By Jerry Lindquist, Grazing Educator
Improving pastures with late winter frost seedings of certain legumes and grasses can be successful. If the planning and preparation is not started until seeding time however the odds of success may be diminished.
Frost seeding of clovers, birdsfoot trefoils and some grasses such as annual and perennial ryegrass can be a very economical way to improve pasture forage growth and nutritional quality. Frost seeding is usually performed in late winter typically 40-50 days before grass growth begins in the spring.
Frost seeding works best on clay and loam soils that experience soil movement with the freezing and thawing action that takes place that time of year. Part of the popularity of frost seeding is its ease of implementation and low cost. Growers have to simply buy the seed, broadcast the seed and watch it grow. There is no spraying, tillage, stone picking, nor loss of grazing for a summer that comes with re-seeding a new pasture. And in many cases the end result can be almost as good as a new seeding.
The common practice is to add a red or white clover seeding to a pasture when the legume percentage in the pasture is less than 40%. The existing grass pasture is not tilled or sprayed, just the clover seed is broadcast over top with the hope that the clover seedlings will compete and grow with the grass in the summer. Even thin stands of grass can be very competitive in the spring of the year.
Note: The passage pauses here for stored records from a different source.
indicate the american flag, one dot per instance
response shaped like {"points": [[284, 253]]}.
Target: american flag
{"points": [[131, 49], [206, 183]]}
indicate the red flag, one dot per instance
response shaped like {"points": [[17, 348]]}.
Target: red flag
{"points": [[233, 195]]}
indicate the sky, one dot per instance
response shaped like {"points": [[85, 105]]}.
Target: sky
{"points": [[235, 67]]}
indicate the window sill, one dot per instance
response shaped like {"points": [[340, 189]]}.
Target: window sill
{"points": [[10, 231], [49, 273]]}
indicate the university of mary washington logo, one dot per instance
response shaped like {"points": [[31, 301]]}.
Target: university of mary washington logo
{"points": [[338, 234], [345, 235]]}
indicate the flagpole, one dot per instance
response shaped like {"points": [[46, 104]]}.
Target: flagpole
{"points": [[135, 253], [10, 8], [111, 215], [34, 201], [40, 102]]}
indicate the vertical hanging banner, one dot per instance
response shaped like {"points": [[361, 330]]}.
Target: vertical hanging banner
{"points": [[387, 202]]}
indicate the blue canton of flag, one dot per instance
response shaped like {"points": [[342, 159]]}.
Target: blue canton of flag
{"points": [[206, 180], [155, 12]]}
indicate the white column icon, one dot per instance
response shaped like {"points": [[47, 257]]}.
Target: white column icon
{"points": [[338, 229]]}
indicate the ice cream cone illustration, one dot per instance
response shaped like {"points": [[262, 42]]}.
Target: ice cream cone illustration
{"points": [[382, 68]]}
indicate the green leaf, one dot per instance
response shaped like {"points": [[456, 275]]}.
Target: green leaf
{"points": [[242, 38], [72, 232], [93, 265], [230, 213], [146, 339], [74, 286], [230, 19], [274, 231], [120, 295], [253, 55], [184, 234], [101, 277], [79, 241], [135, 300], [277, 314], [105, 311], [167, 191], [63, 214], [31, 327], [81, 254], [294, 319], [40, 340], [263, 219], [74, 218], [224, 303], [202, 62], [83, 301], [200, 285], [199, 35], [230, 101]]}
These existing grasses can out-compete the new seedlings for moisture, especially during a dry period in the spring, and the frost seeding may fail.
To give the frost-seeded plants a better chance in the spring, over-grazing the grass stand in the fall is advised. When frost seeds are planned, it is the one time that Michigan State University Extension forage educators will advise you to weaken, or hurt the pasture stand in the fall before seeding.
Over-grazing does two things to help the success of the frost seeding. First it reduces the root food reserves of the pasture stand that will cause the grasses to be less aggressive in the spring. Secondly, by taking the grasses right down to 2 inches of stubble in late fall, it removes the thatch layer on the soil surface, exposing more soil, which will lead to better soil-to-seed contact in the spring.
Erosion is a slight risk as a result of this practice but the live roots and stubble remain in place preventing the risk of serious erosion. The set back of the stand is only temporary in the spring and the grasses will recover as the frost seeded plants start filling in by June. The benefit of letting the grazing animal be the plant retardant vs. tillage and/or herbicide is quickly realized as pasture grazing does not skip a beat in the spring. The additional stand diversity that the new plants provide will benefit the grazing herd, beneficial insects and soil microorganisms in the pasture environment as well.
Frost seedings are beneficial when they work. To shift the odds of success more in your favor, weaken the pasture stands this fall that you are planning to frost seed.